In order to make sure our groups are hyperbolic, we need the following theorem.
Theorem (Moussong). A RACG is hyperbolic if and only if its defining graph does not have a square.
We can prove this in one direction easily. If we assume that the RACG has a square, then we can find a subgroup that is isomorphic to $\mathbb{Z}\oplus\mathbb{Z}$. This is non-hyperbolic, and will therefore violate our requirements for hyperbolicity.
Because of this, we have to make sure that our defining graphs do not have any squares.
Methods: discretizing horospheres
To create our horosphere on RACGs, we first wanted to find a point on the horosphere, and try to expand outwards. We could ran a program to find other words also on the horosphere. To make sure that we didn’t repeat words (like $ab$ and $ba$), we set an order $<$ on equivalent words called ShortLex, which essentially found the shortest, then lexicographically first way to write a word. We would let the program run out to some length and then have it return a list of the words it found.
However, we ended up just having a list of words, but with no clear relation.
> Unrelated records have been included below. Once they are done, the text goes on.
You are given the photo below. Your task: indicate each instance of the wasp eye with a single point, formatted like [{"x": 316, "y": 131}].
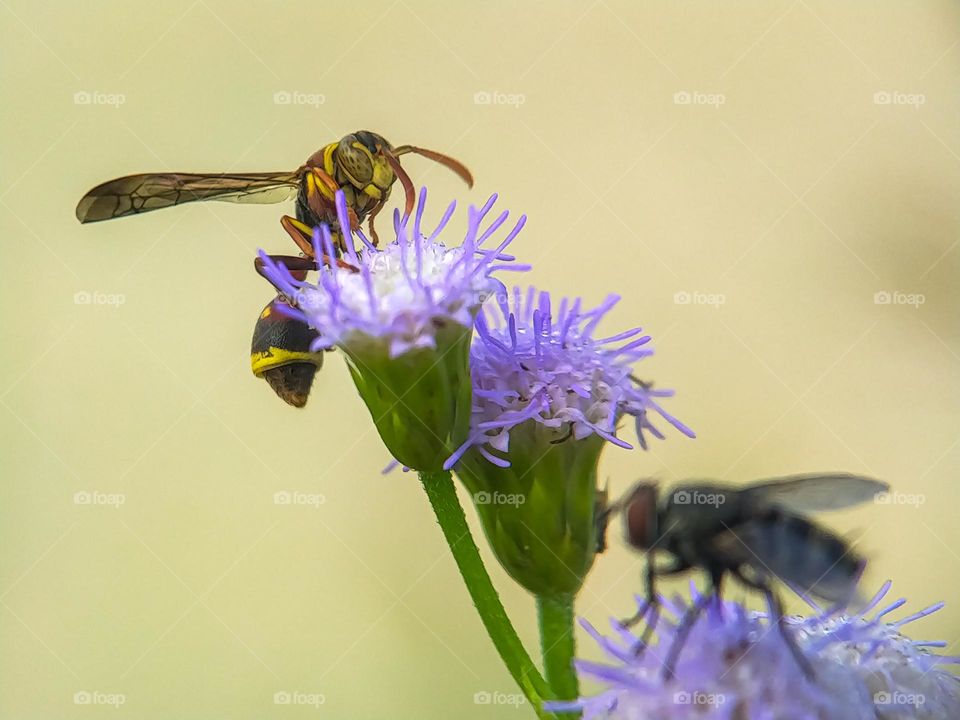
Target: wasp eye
[{"x": 354, "y": 160}]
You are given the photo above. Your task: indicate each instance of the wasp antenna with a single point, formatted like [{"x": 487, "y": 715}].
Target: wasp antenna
[
  {"x": 448, "y": 162},
  {"x": 405, "y": 181}
]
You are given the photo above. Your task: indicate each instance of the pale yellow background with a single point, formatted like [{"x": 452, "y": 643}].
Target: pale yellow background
[{"x": 794, "y": 201}]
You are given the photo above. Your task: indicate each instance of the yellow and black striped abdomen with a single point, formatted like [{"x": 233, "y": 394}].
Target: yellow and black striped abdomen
[{"x": 280, "y": 353}]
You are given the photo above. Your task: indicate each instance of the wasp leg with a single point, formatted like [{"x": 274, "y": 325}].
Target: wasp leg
[
  {"x": 300, "y": 233},
  {"x": 373, "y": 231},
  {"x": 776, "y": 609},
  {"x": 299, "y": 266}
]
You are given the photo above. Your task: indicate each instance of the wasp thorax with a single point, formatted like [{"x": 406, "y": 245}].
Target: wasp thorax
[{"x": 640, "y": 516}]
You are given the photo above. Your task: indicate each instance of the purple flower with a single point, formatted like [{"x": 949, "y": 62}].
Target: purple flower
[
  {"x": 736, "y": 665},
  {"x": 532, "y": 362},
  {"x": 548, "y": 394},
  {"x": 400, "y": 294},
  {"x": 403, "y": 316}
]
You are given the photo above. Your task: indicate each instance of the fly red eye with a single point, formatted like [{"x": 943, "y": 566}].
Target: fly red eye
[{"x": 640, "y": 516}]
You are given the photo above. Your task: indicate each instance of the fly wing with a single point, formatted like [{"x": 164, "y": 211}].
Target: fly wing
[
  {"x": 801, "y": 554},
  {"x": 135, "y": 194},
  {"x": 815, "y": 492}
]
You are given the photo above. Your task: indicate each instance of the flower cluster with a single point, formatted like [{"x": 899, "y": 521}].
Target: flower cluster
[
  {"x": 548, "y": 394},
  {"x": 403, "y": 294},
  {"x": 531, "y": 362},
  {"x": 403, "y": 316},
  {"x": 735, "y": 664}
]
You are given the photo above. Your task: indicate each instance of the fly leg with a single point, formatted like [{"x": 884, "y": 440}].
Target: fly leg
[
  {"x": 776, "y": 610},
  {"x": 652, "y": 604},
  {"x": 689, "y": 620}
]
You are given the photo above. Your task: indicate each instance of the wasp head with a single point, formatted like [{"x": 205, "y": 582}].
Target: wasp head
[{"x": 362, "y": 160}]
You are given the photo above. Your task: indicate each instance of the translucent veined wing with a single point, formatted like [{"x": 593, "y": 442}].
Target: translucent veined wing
[
  {"x": 808, "y": 558},
  {"x": 135, "y": 194},
  {"x": 814, "y": 492}
]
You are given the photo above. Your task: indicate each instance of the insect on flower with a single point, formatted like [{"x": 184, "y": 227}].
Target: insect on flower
[
  {"x": 756, "y": 534},
  {"x": 363, "y": 166}
]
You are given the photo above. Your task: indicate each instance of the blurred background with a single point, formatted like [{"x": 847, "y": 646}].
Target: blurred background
[{"x": 771, "y": 186}]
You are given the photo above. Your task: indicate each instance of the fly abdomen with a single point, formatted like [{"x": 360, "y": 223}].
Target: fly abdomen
[{"x": 802, "y": 554}]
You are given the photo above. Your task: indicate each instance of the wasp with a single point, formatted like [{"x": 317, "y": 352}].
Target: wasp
[
  {"x": 362, "y": 165},
  {"x": 757, "y": 534}
]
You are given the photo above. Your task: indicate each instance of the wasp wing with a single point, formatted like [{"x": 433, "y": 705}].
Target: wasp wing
[
  {"x": 135, "y": 194},
  {"x": 815, "y": 492},
  {"x": 803, "y": 555}
]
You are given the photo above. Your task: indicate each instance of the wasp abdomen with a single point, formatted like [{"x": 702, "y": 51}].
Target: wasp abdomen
[{"x": 280, "y": 353}]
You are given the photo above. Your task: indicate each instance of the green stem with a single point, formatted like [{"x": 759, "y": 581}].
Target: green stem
[
  {"x": 555, "y": 614},
  {"x": 446, "y": 506}
]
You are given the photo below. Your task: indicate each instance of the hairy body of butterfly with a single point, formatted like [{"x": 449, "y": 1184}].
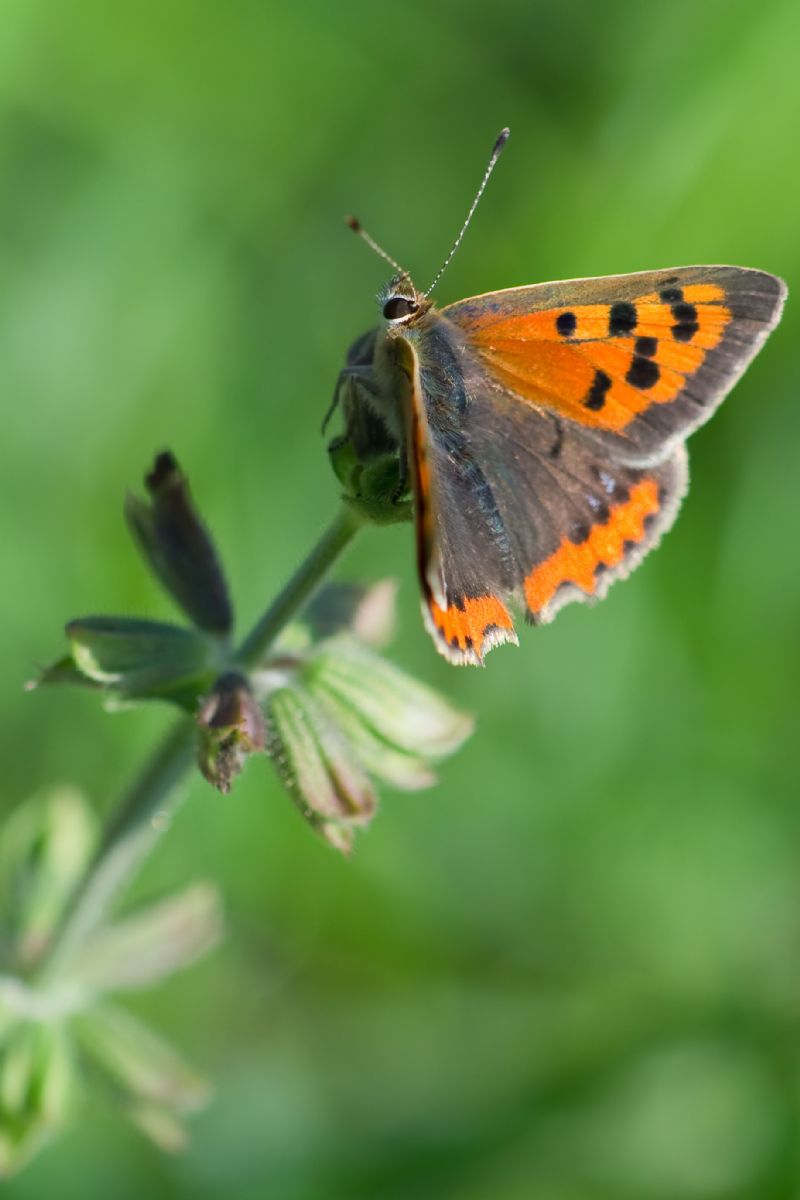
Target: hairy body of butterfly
[{"x": 543, "y": 429}]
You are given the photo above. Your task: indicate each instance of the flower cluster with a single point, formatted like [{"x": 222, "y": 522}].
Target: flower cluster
[{"x": 326, "y": 707}]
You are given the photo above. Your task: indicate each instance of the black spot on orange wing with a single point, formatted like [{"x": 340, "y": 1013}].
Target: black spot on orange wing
[
  {"x": 621, "y": 318},
  {"x": 645, "y": 347},
  {"x": 577, "y": 563},
  {"x": 686, "y": 323},
  {"x": 566, "y": 323},
  {"x": 643, "y": 372},
  {"x": 595, "y": 397}
]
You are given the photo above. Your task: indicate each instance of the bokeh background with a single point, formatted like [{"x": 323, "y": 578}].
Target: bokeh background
[{"x": 572, "y": 970}]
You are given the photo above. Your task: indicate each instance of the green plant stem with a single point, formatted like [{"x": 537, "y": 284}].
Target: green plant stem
[
  {"x": 300, "y": 587},
  {"x": 146, "y": 807}
]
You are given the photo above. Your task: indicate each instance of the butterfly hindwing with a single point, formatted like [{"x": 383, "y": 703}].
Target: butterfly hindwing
[
  {"x": 515, "y": 505},
  {"x": 637, "y": 360}
]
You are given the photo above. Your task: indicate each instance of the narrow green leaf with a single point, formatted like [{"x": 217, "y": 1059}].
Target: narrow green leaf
[
  {"x": 138, "y": 1061},
  {"x": 140, "y": 659}
]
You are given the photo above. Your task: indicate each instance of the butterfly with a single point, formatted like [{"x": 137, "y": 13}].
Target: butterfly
[{"x": 542, "y": 429}]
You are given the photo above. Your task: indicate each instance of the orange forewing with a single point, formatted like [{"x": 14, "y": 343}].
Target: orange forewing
[{"x": 553, "y": 357}]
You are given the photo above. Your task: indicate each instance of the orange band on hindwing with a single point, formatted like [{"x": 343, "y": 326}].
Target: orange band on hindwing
[
  {"x": 468, "y": 624},
  {"x": 606, "y": 546}
]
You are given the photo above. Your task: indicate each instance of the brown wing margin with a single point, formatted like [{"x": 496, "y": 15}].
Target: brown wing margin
[{"x": 639, "y": 360}]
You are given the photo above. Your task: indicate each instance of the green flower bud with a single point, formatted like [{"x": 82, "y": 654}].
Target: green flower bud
[
  {"x": 317, "y": 766},
  {"x": 178, "y": 547},
  {"x": 232, "y": 729},
  {"x": 389, "y": 705}
]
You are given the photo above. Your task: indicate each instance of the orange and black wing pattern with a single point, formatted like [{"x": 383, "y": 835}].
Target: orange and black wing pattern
[
  {"x": 641, "y": 360},
  {"x": 546, "y": 433}
]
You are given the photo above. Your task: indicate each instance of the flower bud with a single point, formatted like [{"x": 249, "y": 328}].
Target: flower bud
[
  {"x": 318, "y": 767},
  {"x": 179, "y": 549},
  {"x": 232, "y": 729}
]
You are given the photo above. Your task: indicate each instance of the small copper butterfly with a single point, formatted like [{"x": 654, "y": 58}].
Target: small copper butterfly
[{"x": 543, "y": 426}]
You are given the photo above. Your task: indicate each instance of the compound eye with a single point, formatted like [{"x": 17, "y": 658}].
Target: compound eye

Our next task was to combine them into a discrete graph. Since words of the horosphere were even distance apart (with respect to the word metric), we connected words that were exactly $2$ apart. In many cases, this connected our graph, and gave some idea of the structure of the horosphere.
Our main work this semester was to extend our program to work with much more complex defining graphs. One defining graph we chose was a triangulation of a torus, which had $21$ nodes.
Results
We were able to put the horosphere data in Mathematica to get pictures of the horospheres.
Discussion
We know that finitely generated groups can have either $0$, $1$, $2$, or $\infty$ ends on their Cayley graphs. The horosphere however, is not the entire Cayley graph. We found it can have more interesting numbers of ends (such as $3$ in the $\Theta$ graph). We can prove the number of ends a horosphere is based on our defining graph and which ray we choose, and we now visualize this.
Generating a finite part of the horosphere on a group gives us a discrete visualization of the boundary of that group. The boundary is the set of geodesic rays with the equivalence relation $\sim$ between rays if they are “going the same direction.” The boundary of a hyperbolic space minus a point looks similar to these finite horospheres. In fact, the boundaries of some of our RACGs can be understood as homeomorphic to one of three objects: a $2$-sphere, and two fractal-like surfaces.
The horosphere of the pentagon defining graph looks like a line because the boundary of the group is a circle, and a circle minus a point can be stretched to look like (is homeomorphic to) a line.